Ainsi, les nouveaux besoins de financement des entreprises liés au contexte actuel vont, en complément des modalités de refinancement bancaire, certainement donner rapidement lieu à une série d’opérations capitalistiques, particulièrement celles conduisant à faire entrer ou accroître leur participation au capital de ces entreprises des’ investisseurs, minoritaires ou majoritaires. Le cas échéant, l’entrée au capital ou l’augmentation de la participation d’actionnaires existants, pourront prendre la forme d’actions de préférence donnant droit à un dividende majoré. L’introduction de ces nouveaux actionnaires ou l’accroissement de l’importance d’actionnaires existants implique fréquemment une renégociation des pactes d’actionnaires existants et une adaptation de la gouvernance.

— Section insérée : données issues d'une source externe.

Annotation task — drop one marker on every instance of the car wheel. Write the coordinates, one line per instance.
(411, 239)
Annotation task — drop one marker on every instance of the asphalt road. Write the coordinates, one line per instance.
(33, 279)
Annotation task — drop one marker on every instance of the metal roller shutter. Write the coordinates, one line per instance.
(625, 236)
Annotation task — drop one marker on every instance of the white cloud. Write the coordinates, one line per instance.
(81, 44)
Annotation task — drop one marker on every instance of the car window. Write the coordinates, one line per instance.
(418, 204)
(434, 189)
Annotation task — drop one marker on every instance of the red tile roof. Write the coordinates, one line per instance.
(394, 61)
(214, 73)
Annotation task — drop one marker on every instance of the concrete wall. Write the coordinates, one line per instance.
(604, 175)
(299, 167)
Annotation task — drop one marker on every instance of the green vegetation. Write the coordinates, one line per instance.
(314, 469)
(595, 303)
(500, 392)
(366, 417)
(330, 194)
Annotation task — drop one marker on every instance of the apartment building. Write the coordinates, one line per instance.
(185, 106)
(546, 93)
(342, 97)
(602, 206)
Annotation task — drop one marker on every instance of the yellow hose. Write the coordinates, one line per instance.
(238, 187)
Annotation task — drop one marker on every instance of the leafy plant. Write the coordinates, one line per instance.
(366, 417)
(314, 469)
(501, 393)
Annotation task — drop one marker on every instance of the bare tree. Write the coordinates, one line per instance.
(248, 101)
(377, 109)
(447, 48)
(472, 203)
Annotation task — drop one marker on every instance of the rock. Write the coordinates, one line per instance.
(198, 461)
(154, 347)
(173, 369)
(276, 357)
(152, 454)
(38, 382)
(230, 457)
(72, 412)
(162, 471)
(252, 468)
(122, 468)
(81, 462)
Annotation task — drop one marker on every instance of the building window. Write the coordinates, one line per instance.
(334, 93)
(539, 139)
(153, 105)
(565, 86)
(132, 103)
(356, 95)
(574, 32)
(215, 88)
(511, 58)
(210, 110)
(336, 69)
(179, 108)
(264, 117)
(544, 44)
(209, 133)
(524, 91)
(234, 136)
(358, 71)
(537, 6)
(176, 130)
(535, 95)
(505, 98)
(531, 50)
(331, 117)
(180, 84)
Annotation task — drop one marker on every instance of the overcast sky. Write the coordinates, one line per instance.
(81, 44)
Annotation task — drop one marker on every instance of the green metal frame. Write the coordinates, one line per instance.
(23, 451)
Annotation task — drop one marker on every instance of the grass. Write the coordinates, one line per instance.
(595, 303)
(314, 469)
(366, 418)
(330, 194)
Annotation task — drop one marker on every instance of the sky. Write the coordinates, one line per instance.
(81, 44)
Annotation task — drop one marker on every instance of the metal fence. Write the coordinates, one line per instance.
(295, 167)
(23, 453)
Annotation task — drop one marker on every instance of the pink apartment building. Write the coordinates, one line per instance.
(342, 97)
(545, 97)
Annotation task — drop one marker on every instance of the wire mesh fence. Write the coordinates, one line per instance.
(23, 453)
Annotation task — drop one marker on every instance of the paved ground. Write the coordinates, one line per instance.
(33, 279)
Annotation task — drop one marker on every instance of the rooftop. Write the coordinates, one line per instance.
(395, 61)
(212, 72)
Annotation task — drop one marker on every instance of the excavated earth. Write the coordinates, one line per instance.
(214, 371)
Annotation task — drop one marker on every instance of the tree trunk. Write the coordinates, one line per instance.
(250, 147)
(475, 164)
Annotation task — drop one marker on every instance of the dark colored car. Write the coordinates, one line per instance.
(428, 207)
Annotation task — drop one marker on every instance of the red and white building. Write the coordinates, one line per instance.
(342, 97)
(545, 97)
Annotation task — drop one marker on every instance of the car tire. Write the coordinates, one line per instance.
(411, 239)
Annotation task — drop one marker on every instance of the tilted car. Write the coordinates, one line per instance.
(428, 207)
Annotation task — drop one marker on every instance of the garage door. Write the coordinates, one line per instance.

Ensuite, au-delà de la réponse aux besoins financiers immédiats engendrés par la crise, la nécessité de s’adapter au plus vite à la situation actuelle et de préparer le « jour d’après » (notamment en accélérant la recherche d’économies d’échelle et de synergies) devrait conduire de nombreux groupes français et internationaux à mener, dans des délais courts, des rapprochements stratégiques et des opérations de cession ou d’acquisition. Ces groupes pourront d’ailleurs également compter sur l’appétit de certains fonds d’investissement, qui disposent encore de réserves très importantes de fonds propres à investir, du moins dès que la visibilité de l’impact de cette crise sera plus claire. Ces opérations pourront s’accompagner de réorganisations préalables - fusions domestiques ou transfrontalières notamment - afin de reconfigurer les activités devant être cédées à des fins stratégiques (opérations dites de détourage ou de carve out). Si ces opérations devront sans doute être menées à des valorisations bien moindres et à des conditions juridiques bien moins favorables aux cédants que celles qui prévalaient avant la crise, elles vont sans doute également remettre sur le devant de la scène des mécaniques d’earn-out.
Il est également clair que le nombre d’opérations dites de distressed M&A (où la cible, voire également le cédant, sont en difficulté financière) va augmenter considérablement. Dans ces opérations, encore plus que dans les autres opérations de M&A, il est primordial d’appréhender correctement la totalité des enjeux juridiques de responsabilité pour le cédant et le cessionnaire et de prendre les précautions nécessaires sur le plan juridique. En outre, ces opérations sont souvent conclues à un prix symbolique d’1€, voire à un prix dit « négatif » (le cédant, quand il le peut, prenant des engagements spécifiques de recapitalisation préalable de la cible), qui nécessitent là aussi une attention accrue quant aux mécanismes juridiques à mettre en œuvre.
Il apparaît ainsi probable que le marché du M&A, s’il connaîtra certainement dans l’immédiat un ralentissement lié à cette crise, pourra sans doute ensuite (et espérons-le rapidement) se nourrir d’opérations engendrées par cette même crise. Dans ce contexte de crise, il sera encore plus important de porter attention aux mécanismes juridiques de cession et aux outils récents (comme la fiducie) permettant de sécuriser l’exécution d’engagements financiers ou non (dépollution de site, etc.).